Is it too early to call Zadina a bust?
Probably, in that Zadina is only 22 and has shown a willingness to work and improve his overall game.
But the results haven’t been there.
The 2018 No. 6 overall pick only scored 10 goals and had 24 points total, with a minus-24 rating, in 74 games. The Wings expected much more this season.
Zadina’s confidence wavers with his offensive production, and the way things went this season, he didn’t play with much confidence. The indecision on whether to shoot or pass, not getting into the “tough” areas around the crease to score, and lack of consistent accuracy with his shot are issues that have plagued Zadina in the NHL.
Zadina is a restricted free agent, so any potential trade would likely hinge on some cost certainty in that regard.
There’s also the belief that Zadina could still thrive under a new coaching staff, as former coach Jeff Blashill had done all he could with Zadina.
Bertuzzi is coming off a career-best season with 30 goals, 32 assists and 62 points, is 27, and is entering the final year of a two-year contract with a cap hit of $4.75 million per season.
All those factors make Bertuzzi a terrific fit for the Wings moving forward.
But, in a strange way, they also make Bertuzzi an interesting trade target.
Bertuzzi will be an unrestricted free agent in the summer of 2023 and his salary ask might be more than Yzerman is willing to pay. The fact Bertuzzi didn’t get vaccinated for COVID and was unable to play in Canada throughout the season created havoc, and weakened the Wings’ lineups.
Plus, Bertuzzi would bring in return the best trade packages from teams, given his worth to current playoff-contending teams. The Wings would have to listen to any proposals.
This one feels more like a trade-deadline move, if the Wings are out of playoff contention. But Suter’s long-term future with the Wings could be in doubt.
Suter was signed to a two-year contract worth $6.5 million ($3.25 million cap hit) but didn’t prove to be the ideal answer as a second-line center. Suter had 15 goals and 36 points while playing all 82 games, but endured a pair of long scoring droughts and his lack of size (5-foot-11, 176-pounds) was an issue against bigger, stronger opponents.
The versatility Suter brought was a positive, and a coach can play him in a scoring or checking role. Suter, also, could be more suited for a third-line role, where he could be slotted with the Wings if Yzerman can acquire a proven center.
Again, this is another player who could be more useful to a contender at the trade deadline, adding size and grit in a checking role.

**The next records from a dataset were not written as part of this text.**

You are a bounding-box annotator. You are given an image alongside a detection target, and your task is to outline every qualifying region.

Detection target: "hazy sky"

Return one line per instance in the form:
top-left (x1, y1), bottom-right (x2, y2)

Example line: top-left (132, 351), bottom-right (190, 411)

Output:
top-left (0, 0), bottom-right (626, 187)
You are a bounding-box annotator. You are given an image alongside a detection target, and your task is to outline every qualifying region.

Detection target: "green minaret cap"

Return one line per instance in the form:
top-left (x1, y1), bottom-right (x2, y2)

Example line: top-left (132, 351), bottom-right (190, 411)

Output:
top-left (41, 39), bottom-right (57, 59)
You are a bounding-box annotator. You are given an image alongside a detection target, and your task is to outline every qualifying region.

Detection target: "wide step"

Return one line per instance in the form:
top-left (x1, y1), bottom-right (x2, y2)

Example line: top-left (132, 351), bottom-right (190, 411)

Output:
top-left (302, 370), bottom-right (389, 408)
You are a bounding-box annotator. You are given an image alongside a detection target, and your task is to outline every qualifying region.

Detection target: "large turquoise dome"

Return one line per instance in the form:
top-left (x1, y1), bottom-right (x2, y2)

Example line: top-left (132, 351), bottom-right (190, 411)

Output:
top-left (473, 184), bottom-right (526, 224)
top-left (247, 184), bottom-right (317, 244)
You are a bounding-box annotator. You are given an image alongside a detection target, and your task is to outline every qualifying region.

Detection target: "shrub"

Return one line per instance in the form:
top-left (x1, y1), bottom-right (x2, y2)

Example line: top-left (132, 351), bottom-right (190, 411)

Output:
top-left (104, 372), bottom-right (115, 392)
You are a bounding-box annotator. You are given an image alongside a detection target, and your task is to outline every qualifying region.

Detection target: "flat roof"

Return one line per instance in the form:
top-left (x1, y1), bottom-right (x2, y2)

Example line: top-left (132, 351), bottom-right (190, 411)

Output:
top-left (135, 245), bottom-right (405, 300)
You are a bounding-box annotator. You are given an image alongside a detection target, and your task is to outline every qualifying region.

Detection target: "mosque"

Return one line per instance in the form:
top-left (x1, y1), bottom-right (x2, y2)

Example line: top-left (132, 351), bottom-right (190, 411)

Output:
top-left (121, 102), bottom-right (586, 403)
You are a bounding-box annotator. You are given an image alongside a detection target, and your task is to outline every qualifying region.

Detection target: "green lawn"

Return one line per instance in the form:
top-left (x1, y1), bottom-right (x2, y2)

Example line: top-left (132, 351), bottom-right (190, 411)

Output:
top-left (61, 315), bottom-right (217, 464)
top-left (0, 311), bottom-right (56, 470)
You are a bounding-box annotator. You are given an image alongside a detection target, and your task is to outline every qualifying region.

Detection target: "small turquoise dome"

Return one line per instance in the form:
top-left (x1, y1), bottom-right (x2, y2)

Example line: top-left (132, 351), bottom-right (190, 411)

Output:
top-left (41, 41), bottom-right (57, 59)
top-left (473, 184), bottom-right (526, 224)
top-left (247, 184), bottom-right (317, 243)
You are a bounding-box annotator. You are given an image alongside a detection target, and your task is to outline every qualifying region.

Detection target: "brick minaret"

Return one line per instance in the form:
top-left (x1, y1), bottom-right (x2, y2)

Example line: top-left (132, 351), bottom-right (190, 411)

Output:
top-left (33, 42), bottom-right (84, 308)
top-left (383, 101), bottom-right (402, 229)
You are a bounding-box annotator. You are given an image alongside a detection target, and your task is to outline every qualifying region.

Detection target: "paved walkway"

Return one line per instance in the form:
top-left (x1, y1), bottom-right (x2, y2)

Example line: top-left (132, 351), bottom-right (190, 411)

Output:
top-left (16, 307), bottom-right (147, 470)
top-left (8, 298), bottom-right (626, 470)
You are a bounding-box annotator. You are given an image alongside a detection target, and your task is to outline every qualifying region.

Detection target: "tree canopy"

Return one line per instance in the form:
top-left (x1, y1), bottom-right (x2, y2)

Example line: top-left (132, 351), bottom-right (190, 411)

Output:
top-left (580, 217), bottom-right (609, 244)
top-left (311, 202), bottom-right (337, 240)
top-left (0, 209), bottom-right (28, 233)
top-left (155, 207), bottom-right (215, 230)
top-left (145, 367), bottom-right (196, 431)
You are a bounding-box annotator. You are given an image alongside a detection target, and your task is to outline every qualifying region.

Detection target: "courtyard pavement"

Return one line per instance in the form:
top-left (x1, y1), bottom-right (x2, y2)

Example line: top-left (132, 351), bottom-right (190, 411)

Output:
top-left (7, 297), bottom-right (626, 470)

Erne, 27, earned a two-year contract worth $4.2 million ($2.1 million salary-cap hit) after scoring a career-high 11 goals in 2020-21 and flashing potential as a helpful power forward.
The expectation was Erne could score at least 11 again, and hopefully more, while his game continued to grow.
But Erne only scored six goals this season, and wasn’t as big a consistent factor. It was a disappointing season.
There will be changes among the forwards, and Erne’s spot on the roster may not be entirely secure going forward. But, at least to begin next season, Erne is likely to get the chance to rebound, possibly increasing his worth to other teams.